National transaction benchmarks for donut shop businesses.

Under $500K

Median revenue$399k
Median cash flow$71k
Median sale price$115k
Multiple range1.2x - 2.5x

$500K to $2M

Median revenue$1.35m
Median cash flow$284k
Median sale price$767k
Multiple range2.2x - 3.2x

A variety of factors can cause businesses to trade outside this range, including earnings quality, operational transferability, key-person risk, growth trajectory, and geography, so a listing priced above or below the typical multiple usually reflects real differences in the underlying business.

What to know about donut shop acquisitions

GW

By George Wellmer

Cofounder & CEO

Key diligence, valuation, financing, and transition considerations for buyers evaluating donut shop acquisitions.

Morning rush volume is most of the business

Walk in at 6am on a weekday.

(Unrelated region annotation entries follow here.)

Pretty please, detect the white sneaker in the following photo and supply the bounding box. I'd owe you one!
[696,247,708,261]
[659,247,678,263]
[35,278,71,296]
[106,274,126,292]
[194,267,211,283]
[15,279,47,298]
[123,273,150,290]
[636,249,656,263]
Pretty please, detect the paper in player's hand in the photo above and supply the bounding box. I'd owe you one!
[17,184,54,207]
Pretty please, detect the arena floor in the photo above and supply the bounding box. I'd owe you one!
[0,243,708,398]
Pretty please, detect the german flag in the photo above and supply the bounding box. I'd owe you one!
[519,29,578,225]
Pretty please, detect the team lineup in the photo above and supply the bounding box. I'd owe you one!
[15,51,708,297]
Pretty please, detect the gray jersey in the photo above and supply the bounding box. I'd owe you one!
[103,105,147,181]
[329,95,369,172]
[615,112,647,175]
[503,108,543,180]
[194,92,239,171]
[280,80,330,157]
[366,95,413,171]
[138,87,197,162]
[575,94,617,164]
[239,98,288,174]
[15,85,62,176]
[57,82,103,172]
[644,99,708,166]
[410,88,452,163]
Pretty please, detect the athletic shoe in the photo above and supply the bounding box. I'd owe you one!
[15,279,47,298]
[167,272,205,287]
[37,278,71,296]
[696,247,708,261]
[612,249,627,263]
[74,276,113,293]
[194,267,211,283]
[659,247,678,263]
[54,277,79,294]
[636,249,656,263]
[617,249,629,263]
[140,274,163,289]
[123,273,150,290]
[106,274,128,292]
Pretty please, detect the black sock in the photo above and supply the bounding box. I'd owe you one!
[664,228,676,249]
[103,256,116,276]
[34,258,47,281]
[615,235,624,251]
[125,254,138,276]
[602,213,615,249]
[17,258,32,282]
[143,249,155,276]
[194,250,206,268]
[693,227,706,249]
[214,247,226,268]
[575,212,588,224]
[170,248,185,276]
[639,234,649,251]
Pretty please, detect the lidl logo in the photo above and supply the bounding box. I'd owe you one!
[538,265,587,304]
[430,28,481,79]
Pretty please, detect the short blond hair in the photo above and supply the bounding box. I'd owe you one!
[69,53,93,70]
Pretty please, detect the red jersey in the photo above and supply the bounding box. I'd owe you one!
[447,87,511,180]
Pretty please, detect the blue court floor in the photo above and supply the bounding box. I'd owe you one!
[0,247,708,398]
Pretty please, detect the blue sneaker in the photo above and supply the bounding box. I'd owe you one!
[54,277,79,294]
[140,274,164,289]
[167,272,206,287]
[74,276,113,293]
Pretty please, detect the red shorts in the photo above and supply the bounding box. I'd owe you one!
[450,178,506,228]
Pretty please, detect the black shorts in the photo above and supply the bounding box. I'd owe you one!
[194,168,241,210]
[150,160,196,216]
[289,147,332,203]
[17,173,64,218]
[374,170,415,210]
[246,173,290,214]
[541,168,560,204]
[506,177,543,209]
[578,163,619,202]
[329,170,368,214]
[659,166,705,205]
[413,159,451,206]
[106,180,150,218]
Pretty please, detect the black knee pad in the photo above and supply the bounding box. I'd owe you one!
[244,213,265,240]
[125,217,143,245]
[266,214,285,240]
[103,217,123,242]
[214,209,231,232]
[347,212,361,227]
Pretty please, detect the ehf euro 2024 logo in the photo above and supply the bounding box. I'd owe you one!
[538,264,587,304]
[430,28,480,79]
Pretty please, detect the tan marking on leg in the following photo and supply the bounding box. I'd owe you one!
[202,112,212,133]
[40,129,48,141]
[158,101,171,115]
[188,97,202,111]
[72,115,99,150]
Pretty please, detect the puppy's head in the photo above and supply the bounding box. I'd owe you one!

Donut shops live on the 5am–10am rush of commuters, construction crews, and early-shift workers. If your visit at 7am sees only three customers, the business has a problem the seller hasn't disclosed. If you visit at 7am and there's a line out the door, the operation is real. Verify with at least three weekday morning visits before signing an LOI; afternoons and weekends don't tell you the story.

Wholesale and B2B accounts are a separate revenue line

Standing orders from offices, hotels, and police departments. Many donut shops carry a wholesale book that contains daily or weekly delivery to corporate clients, hotels, conference centers, and law enforcement. This revenue is more predictable than walk-in, but margins are lower and the work has to happen even earlier (deliveries by 6am means baking by 3am). Separate the wholesale P&L from retail and evaluate the customer concentration of the wholesale book.

Recipe and process know-how matters

Watch the early-morning shift. Donut quality is the result of dough hydration, frying temperature, glaze consistency, and timing. A baker with 15 years of practice produces a donut that's noticeably better than what a new baker can produce on day one — and customers notice. If the seller is the baker, you need either to learn the work yourself, hire and train someone before close, or accept a quality dip in the first 60 days. The recipe binder is necessary but not sufficient.

Equipment is unglamorous and expensive

Fryers, mixers, proofers, glazing machines. A typical donut shop has $40K–$120K of commercial equipment installed. A 15-year-old fryer that's been maintained looks similar in photos to a 5-year-old one that hasn't — and the difference at sale is real money. Hire a commercial-kitchen inspector for the walkthrough. Also verify the hood-and-vent compliance status; many older shops have grease accumulation that fire marshals will eventually require to be addressed.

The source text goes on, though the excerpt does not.